2 of 2 people found the following review helpful
4.0 out of 5 stars To live or die? May 30 2007
By Johnny Heering - Published on Amazon.com
Format:Paperback|Verified Purchase
This is the second book in Edgar Rice Burroughs' "Carson of Venus" series. It picks up right where the previous book left off, with Carson Napier in the hands of his enemies. He manages to escape and reunites with his ladylove, the beautiful princess Duare. They go through many adventures in an attempt to return to Duare's hometown, eventually becoming seperated again. Carson meets another beautiful princess, Nalte, and has further adventures. Does Carson reunite with Duare by the end of the book? I won't tell, but I'm sure you can guess. This is typical Burroughs, which will appeal to people who like old fashioned adventure stories.
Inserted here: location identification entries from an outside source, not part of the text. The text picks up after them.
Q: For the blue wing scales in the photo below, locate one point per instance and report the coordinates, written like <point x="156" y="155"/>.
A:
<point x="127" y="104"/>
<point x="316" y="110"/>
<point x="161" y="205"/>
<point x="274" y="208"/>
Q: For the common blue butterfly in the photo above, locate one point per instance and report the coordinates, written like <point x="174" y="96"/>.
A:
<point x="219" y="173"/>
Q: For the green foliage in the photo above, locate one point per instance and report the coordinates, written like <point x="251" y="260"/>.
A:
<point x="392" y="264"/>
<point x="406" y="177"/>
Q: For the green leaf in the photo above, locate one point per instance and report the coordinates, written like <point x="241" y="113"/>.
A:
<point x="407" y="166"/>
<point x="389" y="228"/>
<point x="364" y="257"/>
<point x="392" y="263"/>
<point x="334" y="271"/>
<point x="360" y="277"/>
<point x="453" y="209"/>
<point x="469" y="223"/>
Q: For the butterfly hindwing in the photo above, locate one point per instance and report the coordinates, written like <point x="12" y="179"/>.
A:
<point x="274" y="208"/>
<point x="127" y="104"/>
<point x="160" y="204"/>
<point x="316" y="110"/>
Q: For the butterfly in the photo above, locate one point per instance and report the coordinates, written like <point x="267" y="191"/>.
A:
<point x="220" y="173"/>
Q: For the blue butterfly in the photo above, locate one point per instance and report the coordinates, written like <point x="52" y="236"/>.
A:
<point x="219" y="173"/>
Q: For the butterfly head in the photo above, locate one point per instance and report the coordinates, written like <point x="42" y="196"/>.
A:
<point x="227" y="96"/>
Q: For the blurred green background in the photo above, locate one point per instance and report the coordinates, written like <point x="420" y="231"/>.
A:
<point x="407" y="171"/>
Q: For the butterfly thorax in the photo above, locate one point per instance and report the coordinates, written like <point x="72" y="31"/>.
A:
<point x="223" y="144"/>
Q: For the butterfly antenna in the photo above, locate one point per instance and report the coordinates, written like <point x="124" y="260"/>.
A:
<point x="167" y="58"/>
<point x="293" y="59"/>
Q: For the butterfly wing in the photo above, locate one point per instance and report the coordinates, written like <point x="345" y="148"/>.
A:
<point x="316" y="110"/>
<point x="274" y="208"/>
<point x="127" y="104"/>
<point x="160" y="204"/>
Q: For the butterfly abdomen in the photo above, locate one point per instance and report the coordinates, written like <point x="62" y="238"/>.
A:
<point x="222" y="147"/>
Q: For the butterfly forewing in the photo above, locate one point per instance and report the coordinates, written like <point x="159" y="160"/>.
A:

1 of 1 people found the following review helpful
5.0 out of 5 stars Another great story from the master. Oct. 29 2002
By A Customer - Published on Amazon.com
Format:Mass Market Paperback
Very entertaining storyline. Gives the reader another chance to imagine an adventure on one of our sister planets. After reading the horrible end to the Martian series, anything would be good. But this storyline is good enough to stand alone.
4.0 out of 5 stars Good Burroughs Pulp Fiction Jan. 28 2013
By Amazon Customer - Published on Amazon.com
Format:Kindle Edition|Verified Purchase
Burroughs did a great job of setting up another world with it's own unique parameters, dangers, culture, etc. The adventure was awesome, the love story was trite, the action was strong. Perfect pulp fiction.